Urgent need to regulate medicine prices

By Paul Selva Raj

Medicines are not a commodity. Healthcare is a basic consumer right, and a major component of healthcare is the administration of medicines. Medicines cure people and should never be treated as just another commodity, where pricing and accessibility would be determined by market forces. The government has a critical role to play to ensure that all consumers, especially the low and middle income have access to affordable medicines.

A market review on the pharmaceutical sector was undertaken by the Malaysia Competition Commission. According to the report, “Malaysian drug prices are high by international standards”.
It appears that the pharmaceutical companies in Malaysia are making exorbitant profits by international standards. In another study, it was found that “Malaysia has average higher retail prescription prices compared to Australia due to the lack of pharmaceutical regulation”.

Further according to the Pharmaceutical Services Programme on Medicines Prices Monitoring Malaysia (2017), wholesale medicine prices in Malaysia are eight times greater than the International Reference Price (IRP).
And according to the Penang Institute, the median mark-up for originator’ and lowest-priced generics in private hospitals was 51% and 167% respectively.

Based on the above unjust situation referring to the excess medicine prices Malaysian consumers need to pay for medicines, the health ministry is working on a mechanism of medicines pricing that would put in place a regulatory framework to ensure access of medicines at fair prices for the rakyat.

The essence of the mechanism is that prices along the supply chain must be transparent and there would be a ceiling price at the level of wholesale and consumer prices.

According to the World Health Organization (WHO), an “affordable and fair price” is one that can be funded by patients and health budgets and simultaneously sustains research and development, production and distribution within a country. Further WHO proposes that all nations, high income and low income, in their efforts towards universal health coverage, should have policy measures to control and regulate the price of medicines.
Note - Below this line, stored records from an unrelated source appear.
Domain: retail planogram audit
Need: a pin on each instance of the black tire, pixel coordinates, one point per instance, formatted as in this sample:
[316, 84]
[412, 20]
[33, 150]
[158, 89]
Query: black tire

Without price control in Malaysia, in the so-called “free market” currently, the medicine prices in Malaysia are “high by international standards”.

The time to regulate medicine prices is way overdue.

Yet the response by big Pharma against a fair and just price for medicines is extremely negative. As expected with the high prices being charged, they would want to minimise any form of regulation that would impact their profits. While making profits is obviously justifiable by any private company, excessive profits on medicines would have a serious negative impact on patients and consumer well-being. Excuses such as medical tourism would be affected if medicine prices are controlled, just indicates that some companies are more interested in making money from medical tourism rather than ensuring Malaysian patients have access to affordable medicines.
Fomca strongly supports the government initiative to regulate medicines in Malaysia to make it more affordable to the rakyat. While it cannot be denied that there are many challenges in implementing price regulation of medicines, the efforts of the Pharmaceutical Services Division of the ministry of health must be given the fullest support by all consumers, in their efforts to make medicines more affordable for Malaysian patients and consumers.

Paul Selva Raj is CEO of the Federation of Malaysian Consumers Associations (Fomca).